Number two, clients may choose to start trading in speculative assets because their business partners do. This, BAC considers may lead to a downward spiral.
Lastly, cryptocurrencies have another major drawback, which is often cited as their strength. Because these cryptocurrencies are not regulated by anyone, nobody knows what their origin is. Subsequently, nobody can guarantee if they are coming from a legitimate source. Moreover, only a handful of all people involve in cryptocurrencies have been paying any sort of tax on top of their earnings, which may get them into hot water with the IRS.
Price volatility is another major concern of the cryptocurrencies that needs attention.
Trust the Technology, Not the Replicas
The bigger issue today is whether the technology that underpins those dodgy assets is still applicable on a larger scale. Fintech companies who are also sanctioned by government and monetary unions, including the European Union, are now slowly gaining traction and endorsement.
In other words, there is a good chance that Blockchain will stay and continue to develop its offshoots, but cryptocurrencies’ future is not as bright. Should bank figure out to use blockchain technology to allow individuals to transact money safely and securely, these putatively new form of money may peter out as quickly as it came to life.
The new platforms that have been appearing in the world of cryptocurrencies are mostly an imitation of what we know about the established financial order. Still, they offer some flexibility, but are not yet proven to be as efficient and secure as their incumbent counterparts.
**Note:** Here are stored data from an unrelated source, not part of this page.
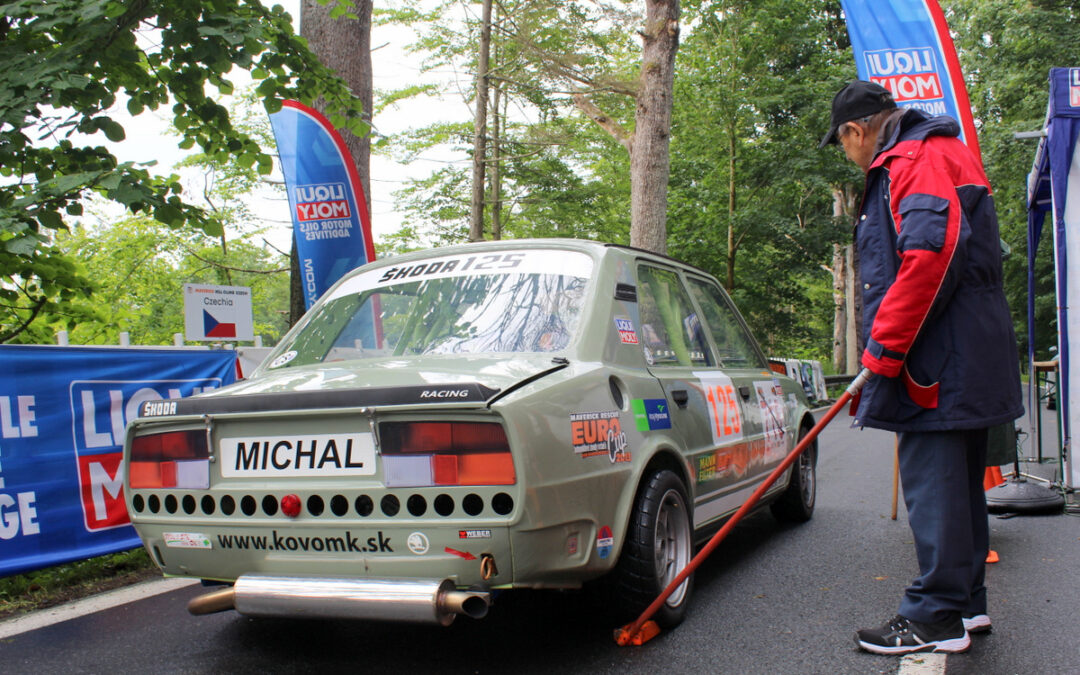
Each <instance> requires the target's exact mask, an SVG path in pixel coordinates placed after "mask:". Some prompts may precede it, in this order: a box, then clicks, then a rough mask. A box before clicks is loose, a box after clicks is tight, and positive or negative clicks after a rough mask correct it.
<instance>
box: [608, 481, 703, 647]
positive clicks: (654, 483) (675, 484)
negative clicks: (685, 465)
mask: <svg viewBox="0 0 1080 675" xmlns="http://www.w3.org/2000/svg"><path fill="white" fill-rule="evenodd" d="M690 522H691V518H690V509H689V500H688V499H687V491H686V486H685V485H683V481H681V480H680V478H679V477H678V476H677V475H676V474H675V473H674V472H672V471H669V470H662V471H657V472H656V473H653V474H652V475H651V476H649V478H648V480H647V481H646V482H645V483H644V484H643V486H642V488H640V489H639V490H638V494H637V497H636V499H635V501H634V510H633V512H632V514H631V519H630V527H629V528H627V530H626V543H625V545H624V546H623V551H622V555H621V556H620V557H619V562H618V564H617V565H616V568H615V570H613V576H615V579H613V580H615V590H616V602H617V603H618V604H619V606H620V607H621V609H622V610H623V611H624V612H625V613H626V615H627V616H635V617H636V616H637V615H640V612H642V611H644V610H645V608H646V607H648V606H649V605H650V604H651V603H652V600H654V599H656V598H657V596H658V595H660V593H661V592H663V591H664V590H665V589H666V588H667V585H669V584H670V583H671V582H672V581H673V580H674V579H675V577H677V576H678V573H679V572H680V571H683V569H684V568H685V567H686V566H687V565H688V564H689V563H690V558H692V557H693V539H692V537H691V534H690ZM692 588H693V576H692V575H691V576H690V577H687V579H686V580H685V581H684V582H683V583H681V584H679V586H678V589H676V590H675V592H673V593H672V594H671V595H670V596H669V597H667V599H666V602H665V603H664V605H663V606H662V607H661V608H660V610H659V611H657V613H656V616H654V617H653V620H654V621H656V622H657V623H659V624H660V625H661V626H662V627H665V629H667V627H673V626H675V625H678V624H679V623H680V622H681V621H683V617H684V616H685V615H686V606H687V604H688V603H689V599H690V593H691V590H692Z"/></svg>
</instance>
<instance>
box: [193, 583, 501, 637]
mask: <svg viewBox="0 0 1080 675" xmlns="http://www.w3.org/2000/svg"><path fill="white" fill-rule="evenodd" d="M490 605H491V595H490V593H487V592H484V591H458V590H457V588H456V586H455V585H454V582H453V581H450V580H449V579H443V580H442V581H438V580H426V579H419V580H411V579H337V578H327V577H275V576H269V575H244V576H242V577H240V578H239V579H237V583H235V584H234V585H233V586H232V588H231V589H222V590H220V591H214V592H213V593H207V594H205V595H200V596H199V597H195V598H192V599H191V602H189V603H188V611H190V612H191V613H193V615H208V613H213V612H216V611H225V610H227V609H235V610H237V611H239V612H240V613H242V615H247V616H252V617H300V618H313V619H315V618H318V619H369V620H380V621H404V622H411V623H440V624H442V625H449V624H450V623H451V622H453V621H454V619H455V617H457V616H458V615H465V616H469V617H472V618H473V619H483V618H484V617H486V616H487V610H488V607H490Z"/></svg>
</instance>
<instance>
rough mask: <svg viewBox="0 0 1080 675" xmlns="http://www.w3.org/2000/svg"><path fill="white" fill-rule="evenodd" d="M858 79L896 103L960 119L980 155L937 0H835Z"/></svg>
mask: <svg viewBox="0 0 1080 675" xmlns="http://www.w3.org/2000/svg"><path fill="white" fill-rule="evenodd" d="M840 4H841V5H843V14H845V16H846V17H847V22H848V35H849V36H850V37H851V49H852V51H853V52H854V54H855V67H856V68H858V70H859V79H861V80H869V81H870V82H877V83H878V84H880V85H881V86H883V87H886V89H888V90H889V91H890V92H892V95H893V97H894V98H895V99H896V105H897V106H900V107H902V108H904V107H907V108H919V109H921V110H923V111H926V112H927V113H929V114H947V116H949V117H951V118H953V119H955V120H957V121H958V122H960V127H961V132H960V137H961V139H963V141H964V143H966V144H968V147H969V148H971V149H972V150H973V151H974V152H975V156H976V157H980V151H978V140H977V138H976V136H975V123H974V120H973V119H972V117H971V104H970V103H969V100H968V90H967V87H966V86H964V85H963V75H962V73H961V71H960V60H959V59H958V58H957V55H956V48H955V46H954V45H953V39H951V38H950V37H949V35H948V25H947V24H946V23H945V14H944V12H942V9H941V6H940V5H939V4H937V0H840Z"/></svg>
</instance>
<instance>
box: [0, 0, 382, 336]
mask: <svg viewBox="0 0 1080 675" xmlns="http://www.w3.org/2000/svg"><path fill="white" fill-rule="evenodd" d="M339 4H340V3H339ZM346 8H348V4H346ZM0 63H2V64H3V65H4V68H3V70H2V71H0V177H3V181H2V183H3V184H2V185H0V341H10V340H12V339H16V338H18V339H21V340H26V339H28V338H30V337H33V338H37V337H38V336H37V335H36V333H40V330H37V332H35V330H32V329H31V324H32V323H33V322H35V321H40V319H41V318H44V316H52V318H54V319H56V318H60V316H65V315H66V316H69V319H70V318H71V316H72V312H73V311H75V308H73V307H72V300H75V299H76V298H85V297H87V296H89V294H90V293H92V289H93V283H91V281H90V278H87V276H85V275H84V274H83V273H82V272H81V271H80V269H79V266H78V265H76V264H75V262H73V261H71V260H68V259H65V258H64V256H63V254H62V253H60V251H59V249H58V248H57V247H55V246H53V245H51V242H52V241H53V238H54V235H55V233H56V232H58V231H63V230H64V229H66V227H67V226H66V225H65V222H66V218H67V217H68V216H77V215H80V214H81V208H82V207H81V202H82V200H83V199H84V198H85V197H86V195H87V194H90V193H95V194H98V195H100V197H103V198H105V199H107V200H110V201H112V202H116V203H118V204H120V205H122V206H123V207H125V208H127V210H129V211H130V212H132V213H134V214H140V215H145V216H150V217H153V218H154V219H157V220H158V221H160V222H162V224H164V225H167V226H170V227H174V228H178V227H184V226H191V227H195V228H198V229H201V230H202V231H204V232H205V233H207V234H210V235H217V234H220V233H221V232H222V225H221V220H220V218H219V214H215V213H213V212H206V211H204V210H203V208H200V207H198V206H194V205H192V204H191V203H190V202H188V201H186V200H185V199H184V198H183V197H181V187H180V184H179V181H178V179H177V178H176V177H175V176H167V177H161V176H156V175H152V174H151V173H150V172H149V170H148V167H147V165H135V164H133V163H121V162H119V161H118V160H117V158H116V157H114V156H113V154H112V152H111V151H110V150H108V149H107V148H106V147H105V146H103V145H95V144H100V143H102V141H103V140H109V141H114V143H116V141H122V140H124V138H125V136H126V134H125V131H124V129H123V126H122V125H121V124H119V123H118V122H117V121H116V120H113V119H112V118H111V117H110V116H109V111H110V110H111V109H113V108H114V106H117V105H124V106H126V109H127V111H129V112H130V113H131V114H140V113H144V112H147V111H153V110H158V109H160V108H161V107H163V106H171V108H170V109H171V111H172V122H173V125H174V126H175V129H176V130H177V131H178V132H179V134H180V139H179V143H178V145H179V147H181V148H193V147H195V146H198V147H199V148H200V149H201V151H202V152H203V153H204V154H205V156H206V157H208V158H212V159H213V160H215V161H219V162H232V163H235V164H237V165H239V166H240V167H242V168H251V167H254V168H255V171H257V172H258V173H261V174H267V173H269V172H270V170H271V166H272V164H271V159H270V157H269V156H268V154H267V153H266V152H265V151H264V150H262V149H261V147H260V146H259V144H258V141H257V139H256V138H253V137H252V135H251V134H248V133H245V132H244V131H243V130H242V129H239V127H238V126H235V125H234V124H233V123H232V120H231V118H230V114H229V112H228V110H227V109H226V108H225V107H224V106H222V105H220V104H219V103H217V100H216V98H217V97H218V96H219V95H227V94H231V93H232V91H233V84H232V83H231V82H230V80H229V79H228V78H229V76H230V73H231V72H232V70H233V69H234V68H239V69H243V70H247V71H249V72H251V75H252V77H253V78H254V79H255V80H257V81H258V84H257V87H256V94H257V95H258V97H259V98H260V99H261V100H262V104H264V108H265V110H266V111H267V112H274V111H276V110H278V109H280V108H281V100H282V99H283V98H295V99H299V100H301V102H303V103H308V104H310V103H313V102H314V100H315V98H318V97H322V98H323V99H324V100H325V102H326V104H327V109H328V110H329V111H330V113H332V114H333V116H334V117H335V119H340V121H341V126H342V127H343V129H346V130H348V131H352V132H353V133H357V134H364V133H366V131H367V129H366V124H365V123H364V121H363V117H362V114H363V110H362V108H361V105H360V103H359V100H357V99H354V98H353V97H352V96H351V94H350V93H349V92H348V90H347V87H346V86H345V84H343V82H341V80H340V79H338V78H337V77H336V76H334V75H333V72H332V71H329V70H328V69H326V68H325V67H324V66H322V65H321V64H320V62H319V59H318V58H316V57H315V56H314V54H312V53H311V52H310V51H309V50H308V49H307V46H306V41H303V40H302V39H300V38H299V37H297V36H296V35H295V33H294V31H293V28H292V23H291V17H289V16H288V15H287V14H286V13H285V12H284V11H283V10H282V9H281V6H280V5H275V6H274V8H273V9H267V8H266V6H264V5H262V4H261V3H259V2H247V1H241V0H214V1H210V0H207V1H204V2H195V1H188V0H139V1H137V2H120V1H118V0H53V1H50V2H40V1H38V0H16V1H13V2H6V3H3V5H2V6H0ZM129 143H130V141H129Z"/></svg>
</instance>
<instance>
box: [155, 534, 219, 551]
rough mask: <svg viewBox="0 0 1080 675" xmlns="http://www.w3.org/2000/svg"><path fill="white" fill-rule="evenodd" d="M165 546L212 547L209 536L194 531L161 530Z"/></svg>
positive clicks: (178, 548) (175, 548)
mask: <svg viewBox="0 0 1080 675" xmlns="http://www.w3.org/2000/svg"><path fill="white" fill-rule="evenodd" d="M161 538H162V539H164V540H165V546H166V548H170V549H213V548H214V546H213V545H212V544H211V543H210V537H207V536H206V535H199V534H195V532H162V535H161Z"/></svg>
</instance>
But crypto exchanges have proven less than reliable in recent years. For starters, a handful of those that were thought impenetrable were picked clean through low-secure wallets.
It’s truly unbelievable that an operation that manages millions worth of crypto tokens would leave something so banal penetrate their defence when the first thing any cryptowallet would advise you is to keep your information in a secure, and possibly, off the grid wallets.